SALM-Duplex: Efficient and Direct Duplex Modeling for Speech-to-Speech Language Model
This work addresses the lack of real-time adaptability in spoken dialogue systems for human-computer interaction, representing a novel method rather than an incremental improvement.
The authors tackled the problem of real-time adaptability in speech-to-speech language models by proposing a novel duplex architecture that directly models simultaneous user and agent streams, resulting in improved reasoning, turn-taking, and barge-in abilities while halving the bitrate to 0.6 kbps compared to previous works.

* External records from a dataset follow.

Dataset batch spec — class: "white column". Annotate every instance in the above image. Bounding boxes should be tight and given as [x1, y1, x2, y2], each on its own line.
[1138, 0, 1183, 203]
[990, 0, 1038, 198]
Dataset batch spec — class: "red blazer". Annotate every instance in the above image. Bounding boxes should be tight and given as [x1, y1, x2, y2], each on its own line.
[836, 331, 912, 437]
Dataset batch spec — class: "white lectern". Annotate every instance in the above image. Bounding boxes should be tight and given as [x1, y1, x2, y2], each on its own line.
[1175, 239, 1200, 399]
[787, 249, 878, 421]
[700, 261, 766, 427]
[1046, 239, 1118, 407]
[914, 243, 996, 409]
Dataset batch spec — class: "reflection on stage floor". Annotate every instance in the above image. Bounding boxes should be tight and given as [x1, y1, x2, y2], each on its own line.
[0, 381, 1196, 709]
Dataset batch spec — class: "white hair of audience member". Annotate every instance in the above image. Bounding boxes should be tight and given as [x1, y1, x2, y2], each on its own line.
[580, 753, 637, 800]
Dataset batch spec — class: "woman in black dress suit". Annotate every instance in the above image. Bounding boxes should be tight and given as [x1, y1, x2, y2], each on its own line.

Spoken dialogue is an intuitive form of human-computer interaction, yet current speech language models often remain constrained to turn-based exchanges, lacking real-time adaptability such as user barge-in. We propose a novel duplex speech to speech (S2S) architecture featuring continuous user inputs and codec agent outputs with channel fusion that directly models simultaneous user and agent streams. Using a pretrained streaming encoder for user input enables the first duplex S2S model without requiring speech pretrain. Separate architectures for agent and user modeling facilitate codec fine-tuning for better agent voices and halve the bitrate (0.6 kbps) compared to previous works. Experimental results show that the proposed model outperforms previous duplex models in reasoning, turn-taking, and barge-in abilities. The model requires significantly less speech data, as speech pretrain is skipped, which markedly simplifies the process of building a duplex S2S model from any LLMs. Finally, it is the first openly available duplex S2S model with training and inference code to foster reproducibility.